1. We start out by assuming that the car goes all the way around the loop. (This may not turn out to be true! We will need to verify this assumption later.)
2. We then calculate the downward force that the track is exerting on the car at the top of the loop, as a function of the starting height, under the assumption that the car makes it around.
3. We then calculate the zero of that function (that is, the starting height for which the force is zero.)
4. Then we NOTE the following CRITICAL FACT about the physical interpretation of that function: If the force we compute is positive or zero, everything is great. The car will never leave the track.(*) But if the force we compute is NEGATIVE, that does NOT mean the track exerts an upward force on the car! Instead, it means our original assumption was false: the car does not stay on the track in this situation. Something else happens, which requires a different model.

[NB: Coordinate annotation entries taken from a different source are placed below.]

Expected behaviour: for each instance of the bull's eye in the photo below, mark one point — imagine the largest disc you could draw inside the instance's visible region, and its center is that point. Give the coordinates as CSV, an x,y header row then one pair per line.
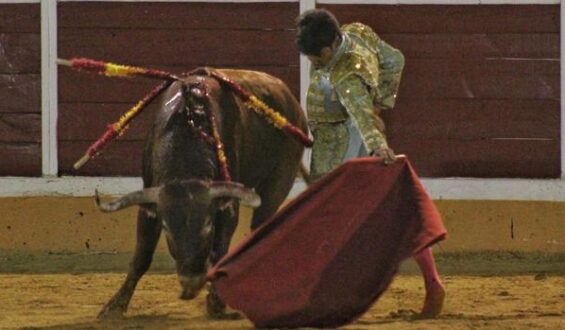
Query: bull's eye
x,y
165,226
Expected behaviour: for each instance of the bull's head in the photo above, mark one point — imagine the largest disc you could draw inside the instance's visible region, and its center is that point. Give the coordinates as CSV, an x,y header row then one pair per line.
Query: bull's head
x,y
185,209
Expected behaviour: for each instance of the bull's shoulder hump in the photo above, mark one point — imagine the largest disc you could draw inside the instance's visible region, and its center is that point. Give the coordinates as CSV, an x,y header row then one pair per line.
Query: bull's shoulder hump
x,y
249,75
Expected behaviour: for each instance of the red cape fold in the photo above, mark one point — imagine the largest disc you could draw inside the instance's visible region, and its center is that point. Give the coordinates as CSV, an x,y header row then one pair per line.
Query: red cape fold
x,y
327,256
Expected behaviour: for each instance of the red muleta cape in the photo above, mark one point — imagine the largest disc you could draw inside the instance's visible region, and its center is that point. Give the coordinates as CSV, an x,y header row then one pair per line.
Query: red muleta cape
x,y
326,257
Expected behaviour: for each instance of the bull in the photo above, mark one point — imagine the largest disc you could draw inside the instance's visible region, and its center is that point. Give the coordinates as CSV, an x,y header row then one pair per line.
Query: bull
x,y
183,194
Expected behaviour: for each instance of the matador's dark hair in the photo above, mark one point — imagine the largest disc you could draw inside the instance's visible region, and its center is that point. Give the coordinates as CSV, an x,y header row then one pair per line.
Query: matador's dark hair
x,y
316,29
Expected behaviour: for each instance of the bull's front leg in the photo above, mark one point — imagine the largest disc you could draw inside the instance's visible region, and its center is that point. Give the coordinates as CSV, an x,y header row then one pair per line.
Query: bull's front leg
x,y
148,232
225,225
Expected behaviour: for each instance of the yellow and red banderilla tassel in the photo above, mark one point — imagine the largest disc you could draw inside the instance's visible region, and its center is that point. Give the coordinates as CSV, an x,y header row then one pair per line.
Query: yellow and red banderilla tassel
x,y
261,108
115,70
117,128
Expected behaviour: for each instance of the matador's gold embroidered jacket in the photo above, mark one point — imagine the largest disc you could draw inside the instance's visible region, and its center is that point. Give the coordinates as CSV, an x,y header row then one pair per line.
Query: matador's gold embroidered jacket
x,y
361,79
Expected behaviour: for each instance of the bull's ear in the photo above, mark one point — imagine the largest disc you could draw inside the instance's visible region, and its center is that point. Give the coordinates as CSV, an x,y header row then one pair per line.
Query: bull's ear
x,y
145,196
247,196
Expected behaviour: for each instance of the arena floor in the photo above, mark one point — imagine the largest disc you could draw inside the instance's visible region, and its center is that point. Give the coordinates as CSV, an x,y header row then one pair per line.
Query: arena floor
x,y
491,299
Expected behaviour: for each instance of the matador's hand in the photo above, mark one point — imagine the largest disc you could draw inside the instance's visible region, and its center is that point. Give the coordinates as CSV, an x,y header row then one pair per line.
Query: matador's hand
x,y
386,153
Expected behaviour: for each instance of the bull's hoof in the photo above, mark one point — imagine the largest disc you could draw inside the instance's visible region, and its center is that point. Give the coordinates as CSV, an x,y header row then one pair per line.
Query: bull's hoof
x,y
112,310
215,307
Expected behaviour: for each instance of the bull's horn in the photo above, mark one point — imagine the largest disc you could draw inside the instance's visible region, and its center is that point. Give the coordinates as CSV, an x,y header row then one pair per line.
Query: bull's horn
x,y
232,189
147,195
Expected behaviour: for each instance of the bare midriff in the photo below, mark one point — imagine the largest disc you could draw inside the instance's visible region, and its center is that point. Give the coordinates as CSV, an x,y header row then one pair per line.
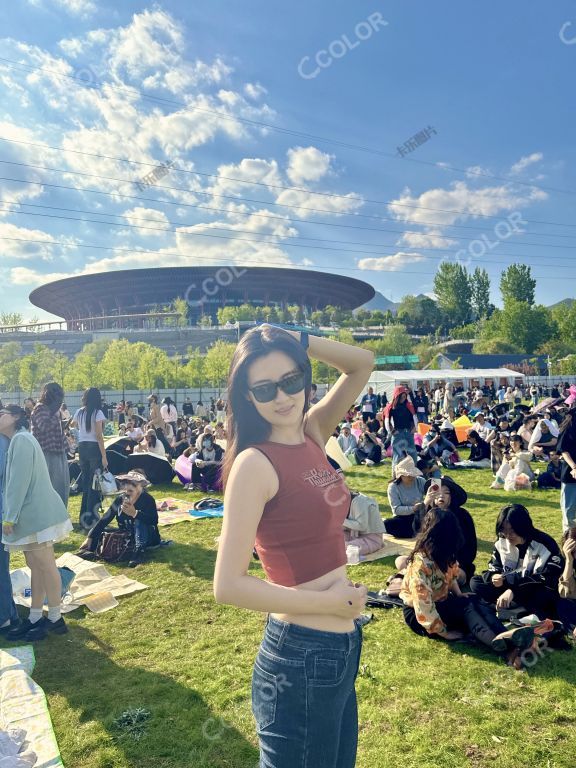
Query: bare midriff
x,y
321,621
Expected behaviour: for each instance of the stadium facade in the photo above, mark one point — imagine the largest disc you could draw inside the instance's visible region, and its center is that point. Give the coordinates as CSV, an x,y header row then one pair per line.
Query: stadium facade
x,y
128,298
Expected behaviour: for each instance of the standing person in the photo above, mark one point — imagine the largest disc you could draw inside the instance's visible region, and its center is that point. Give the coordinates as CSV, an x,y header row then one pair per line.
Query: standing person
x,y
91,452
47,429
282,493
34,517
8,613
368,405
401,423
421,404
567,448
169,413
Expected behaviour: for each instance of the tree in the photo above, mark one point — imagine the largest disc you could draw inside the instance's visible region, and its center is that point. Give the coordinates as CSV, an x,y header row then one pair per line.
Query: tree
x,y
217,362
480,294
119,366
452,289
10,356
517,284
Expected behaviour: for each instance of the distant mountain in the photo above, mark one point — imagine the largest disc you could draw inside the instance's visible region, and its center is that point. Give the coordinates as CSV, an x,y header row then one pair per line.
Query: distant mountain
x,y
564,303
380,302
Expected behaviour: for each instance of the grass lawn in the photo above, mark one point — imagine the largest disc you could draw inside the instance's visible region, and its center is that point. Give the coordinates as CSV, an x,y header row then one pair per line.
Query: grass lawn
x,y
174,652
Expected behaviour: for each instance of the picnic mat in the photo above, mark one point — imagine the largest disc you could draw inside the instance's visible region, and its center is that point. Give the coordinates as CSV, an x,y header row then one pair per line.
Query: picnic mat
x,y
391,547
23,705
93,586
171,511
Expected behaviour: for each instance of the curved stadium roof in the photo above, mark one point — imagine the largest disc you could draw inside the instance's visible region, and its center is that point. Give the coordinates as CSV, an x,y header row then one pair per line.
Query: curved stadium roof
x,y
137,290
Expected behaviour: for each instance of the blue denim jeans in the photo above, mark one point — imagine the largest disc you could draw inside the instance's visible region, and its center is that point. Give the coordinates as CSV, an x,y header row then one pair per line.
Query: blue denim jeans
x,y
7,607
402,444
568,505
303,697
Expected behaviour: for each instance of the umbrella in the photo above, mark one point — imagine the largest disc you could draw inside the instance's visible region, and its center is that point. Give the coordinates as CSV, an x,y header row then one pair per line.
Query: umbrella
x,y
156,468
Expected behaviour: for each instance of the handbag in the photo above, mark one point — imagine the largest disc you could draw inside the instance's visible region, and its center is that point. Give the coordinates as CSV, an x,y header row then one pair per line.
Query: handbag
x,y
115,546
105,482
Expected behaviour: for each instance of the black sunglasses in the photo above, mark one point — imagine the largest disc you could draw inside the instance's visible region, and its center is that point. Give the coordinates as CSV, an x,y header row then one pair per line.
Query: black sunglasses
x,y
291,384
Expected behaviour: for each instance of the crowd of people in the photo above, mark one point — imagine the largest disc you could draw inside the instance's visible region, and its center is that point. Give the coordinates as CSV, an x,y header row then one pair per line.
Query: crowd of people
x,y
288,504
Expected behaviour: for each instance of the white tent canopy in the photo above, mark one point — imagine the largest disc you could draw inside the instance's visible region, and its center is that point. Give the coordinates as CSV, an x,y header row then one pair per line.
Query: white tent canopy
x,y
385,381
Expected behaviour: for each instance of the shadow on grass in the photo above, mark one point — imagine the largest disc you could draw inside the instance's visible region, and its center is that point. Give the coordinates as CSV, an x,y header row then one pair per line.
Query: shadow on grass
x,y
182,730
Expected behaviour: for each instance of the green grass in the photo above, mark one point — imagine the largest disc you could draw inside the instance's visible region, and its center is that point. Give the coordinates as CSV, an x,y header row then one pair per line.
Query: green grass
x,y
173,651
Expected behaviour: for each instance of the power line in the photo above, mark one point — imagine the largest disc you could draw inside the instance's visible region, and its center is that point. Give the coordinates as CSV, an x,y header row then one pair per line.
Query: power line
x,y
227,260
180,225
276,204
277,218
286,131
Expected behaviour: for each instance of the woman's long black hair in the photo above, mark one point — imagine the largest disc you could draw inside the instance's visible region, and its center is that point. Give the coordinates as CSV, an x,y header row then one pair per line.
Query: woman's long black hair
x,y
245,426
440,538
91,404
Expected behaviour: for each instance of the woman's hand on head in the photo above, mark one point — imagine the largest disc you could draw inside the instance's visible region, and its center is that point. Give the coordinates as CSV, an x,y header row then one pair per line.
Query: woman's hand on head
x,y
347,599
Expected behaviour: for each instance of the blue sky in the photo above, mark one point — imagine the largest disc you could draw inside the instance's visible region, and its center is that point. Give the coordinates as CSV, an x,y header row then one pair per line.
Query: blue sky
x,y
198,84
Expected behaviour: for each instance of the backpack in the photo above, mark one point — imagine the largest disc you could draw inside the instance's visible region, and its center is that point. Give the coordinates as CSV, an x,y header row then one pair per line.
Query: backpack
x,y
364,515
115,546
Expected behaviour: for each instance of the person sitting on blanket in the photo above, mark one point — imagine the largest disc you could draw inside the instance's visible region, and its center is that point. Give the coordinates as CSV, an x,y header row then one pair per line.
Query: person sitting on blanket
x,y
406,496
435,607
515,472
448,495
135,511
479,453
525,567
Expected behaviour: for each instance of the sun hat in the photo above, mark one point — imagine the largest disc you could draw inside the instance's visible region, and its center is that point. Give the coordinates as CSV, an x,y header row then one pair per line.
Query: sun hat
x,y
407,468
134,477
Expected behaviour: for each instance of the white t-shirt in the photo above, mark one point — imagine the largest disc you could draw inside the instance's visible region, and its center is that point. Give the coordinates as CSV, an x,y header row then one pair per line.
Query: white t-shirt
x,y
172,416
86,432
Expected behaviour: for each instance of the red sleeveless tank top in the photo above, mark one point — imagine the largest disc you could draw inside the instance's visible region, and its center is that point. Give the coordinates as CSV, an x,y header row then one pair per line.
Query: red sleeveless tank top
x,y
300,536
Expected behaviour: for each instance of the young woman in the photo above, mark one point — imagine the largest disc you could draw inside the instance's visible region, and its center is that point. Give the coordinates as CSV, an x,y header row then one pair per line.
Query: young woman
x,y
33,518
405,495
92,455
567,448
433,603
525,567
282,494
46,425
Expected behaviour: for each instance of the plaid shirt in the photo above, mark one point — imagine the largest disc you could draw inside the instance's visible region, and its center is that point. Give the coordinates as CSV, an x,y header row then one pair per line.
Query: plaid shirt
x,y
47,429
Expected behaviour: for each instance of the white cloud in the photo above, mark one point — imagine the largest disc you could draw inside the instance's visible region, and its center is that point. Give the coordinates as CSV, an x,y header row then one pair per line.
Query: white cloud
x,y
307,164
429,239
391,263
525,161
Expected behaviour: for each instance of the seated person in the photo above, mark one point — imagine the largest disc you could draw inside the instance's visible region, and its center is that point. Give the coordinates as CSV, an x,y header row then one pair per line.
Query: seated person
x,y
133,432
436,445
433,603
369,450
516,463
479,453
544,439
406,496
150,444
567,584
551,478
206,466
363,527
135,511
347,441
525,567
499,446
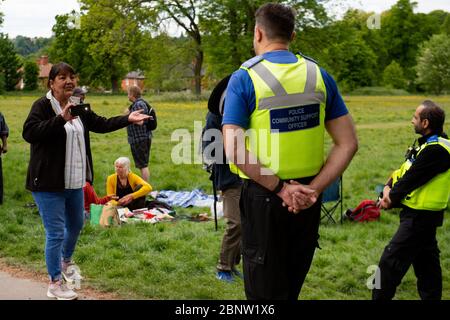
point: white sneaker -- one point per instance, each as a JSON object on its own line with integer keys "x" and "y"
{"x": 71, "y": 272}
{"x": 60, "y": 291}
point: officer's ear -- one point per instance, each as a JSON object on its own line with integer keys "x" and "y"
{"x": 258, "y": 33}
{"x": 293, "y": 36}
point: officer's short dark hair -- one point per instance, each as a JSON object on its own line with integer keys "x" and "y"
{"x": 435, "y": 116}
{"x": 135, "y": 91}
{"x": 277, "y": 20}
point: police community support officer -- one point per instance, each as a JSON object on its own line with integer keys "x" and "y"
{"x": 421, "y": 187}
{"x": 288, "y": 102}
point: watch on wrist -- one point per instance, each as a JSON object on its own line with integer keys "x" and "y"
{"x": 278, "y": 187}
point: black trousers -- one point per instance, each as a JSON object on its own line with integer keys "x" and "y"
{"x": 414, "y": 244}
{"x": 277, "y": 246}
{"x": 1, "y": 181}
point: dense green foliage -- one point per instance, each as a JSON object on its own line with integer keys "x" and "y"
{"x": 433, "y": 68}
{"x": 177, "y": 260}
{"x": 9, "y": 64}
{"x": 30, "y": 75}
{"x": 192, "y": 44}
{"x": 26, "y": 46}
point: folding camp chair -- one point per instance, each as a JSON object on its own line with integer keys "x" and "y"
{"x": 332, "y": 194}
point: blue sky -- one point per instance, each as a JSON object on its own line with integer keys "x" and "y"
{"x": 35, "y": 18}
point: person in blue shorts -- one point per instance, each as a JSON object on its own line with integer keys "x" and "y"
{"x": 278, "y": 106}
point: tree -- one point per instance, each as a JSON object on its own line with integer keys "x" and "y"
{"x": 70, "y": 46}
{"x": 228, "y": 29}
{"x": 186, "y": 15}
{"x": 111, "y": 29}
{"x": 393, "y": 76}
{"x": 445, "y": 28}
{"x": 31, "y": 73}
{"x": 433, "y": 64}
{"x": 9, "y": 63}
{"x": 26, "y": 46}
{"x": 356, "y": 63}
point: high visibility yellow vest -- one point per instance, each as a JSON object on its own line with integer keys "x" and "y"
{"x": 286, "y": 129}
{"x": 434, "y": 194}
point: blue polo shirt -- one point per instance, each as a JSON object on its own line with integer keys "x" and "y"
{"x": 240, "y": 101}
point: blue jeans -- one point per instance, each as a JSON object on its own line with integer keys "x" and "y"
{"x": 62, "y": 214}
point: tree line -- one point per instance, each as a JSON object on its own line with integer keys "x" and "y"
{"x": 108, "y": 38}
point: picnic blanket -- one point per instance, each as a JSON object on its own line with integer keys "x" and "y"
{"x": 185, "y": 199}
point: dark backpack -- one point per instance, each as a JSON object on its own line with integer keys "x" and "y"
{"x": 151, "y": 124}
{"x": 367, "y": 210}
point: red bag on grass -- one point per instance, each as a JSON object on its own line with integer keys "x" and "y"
{"x": 367, "y": 210}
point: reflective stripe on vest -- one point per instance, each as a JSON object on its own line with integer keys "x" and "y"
{"x": 434, "y": 195}
{"x": 286, "y": 131}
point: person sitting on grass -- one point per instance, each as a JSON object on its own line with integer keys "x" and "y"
{"x": 90, "y": 196}
{"x": 127, "y": 186}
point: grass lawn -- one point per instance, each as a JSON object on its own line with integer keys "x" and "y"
{"x": 177, "y": 260}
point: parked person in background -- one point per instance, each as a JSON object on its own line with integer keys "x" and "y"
{"x": 140, "y": 137}
{"x": 129, "y": 188}
{"x": 90, "y": 197}
{"x": 421, "y": 187}
{"x": 60, "y": 164}
{"x": 286, "y": 102}
{"x": 229, "y": 184}
{"x": 4, "y": 132}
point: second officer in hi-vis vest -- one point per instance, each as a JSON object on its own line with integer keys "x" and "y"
{"x": 421, "y": 187}
{"x": 278, "y": 106}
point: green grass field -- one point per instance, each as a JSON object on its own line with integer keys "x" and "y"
{"x": 177, "y": 260}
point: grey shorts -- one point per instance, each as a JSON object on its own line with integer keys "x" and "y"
{"x": 141, "y": 153}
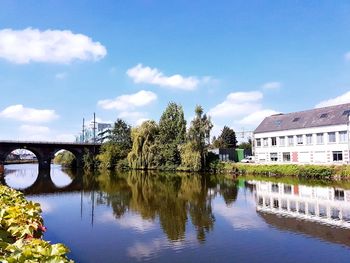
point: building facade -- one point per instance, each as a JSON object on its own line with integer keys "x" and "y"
{"x": 319, "y": 136}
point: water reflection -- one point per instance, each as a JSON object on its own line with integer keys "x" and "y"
{"x": 321, "y": 212}
{"x": 140, "y": 216}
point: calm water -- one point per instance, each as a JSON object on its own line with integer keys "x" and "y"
{"x": 137, "y": 217}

The mathematical function we have computed -- N as a function of h -- sometimes has a negative value. But the physical quantity we are thinking of -- the downward force on the car by the track, as a function of h -- never has a negative value. The actual physical quantity we care about is undefined(**) in the cases where the mathematical function would be negative. In those cases the car has already left the track by the time we would be computing the force.

This kind of general approach to physics problems is not uncommon -- make an assumption, do some math under that assumption, then check at the end whether our assumption was valid -- so I hope I have shed some light on it here.

(*) This depends on another assumption which the solution does state, and which I am taking for granted: The highest point of the loop is the "most difficult". The car will make it all the way around the loop if and only if it makes it past the highest point without leaving the track.

(**) Well, you could plausibly argue that it's zero, since when the car and the track are not in contact the force exerted is obviously zero. But I think it's better to think of the quantity we're looking at as being something like "the force exerted in the model we're looking at", and call it undefined in cases where the model we're looking at just doesn't match reality. In any case this doesn't affect the main point, that the mathematical function we've calculated only reflects the physical quantity of interest over the range where our model is valid.

Here is an answer that fully address the conceptual issue.

The point is simply that in order for something to go around in a circle with radius $r$, at every point where it has speed $v$ (in the reference frame where the circle is stationary) it must simultaneously have acceleration $v^2/r$ towards the centre of the circle. If that fails at any point, then it will not continue going in that circle!

An ideal roller coaster car has only two things that cause it to accelerate, namely gravity and the track. We assume gravitational acceleration is just a constant $g$ downwards. If the car is on the circular track at angle $t$ from the topmost point, then gravity contributes $g·cos(t)$ acceleration towards the centre of the circle. If $g·cos(t) ≤ v^2/r$, then the track must provide the remaining acceleration towards the centre of the circle to keep the car on the circle, and it indeed can! If however $g·cos(t) > v^2/r$, then gravity is providing more acceleration towards the circle centre than needed to keep the car on the circle, and the track must pull the car away from the circle centre if you want the car to stay on the circle, which is impossible if the track can only exert a force towards the car.

This should address both the conceptual difficulty as well as explain rigorously why the 'worst case' is at the top of the circle if we ignore friction. Firstly, $g·cos(t) ≤ g$ with equality at $t=0$, so the acceleration towards the circle centre due to gravity is greatest when $t = 0$. Secondly, if the car remains on the circle, then the car's speed is lower when it is higher up because the track's force on it is perpendicular to its trajectory and hence does not change its speed, but gravity slows it down when going up and speeds it up when going down. Thus the acceleration required for the car to remain on the circle is least at the top.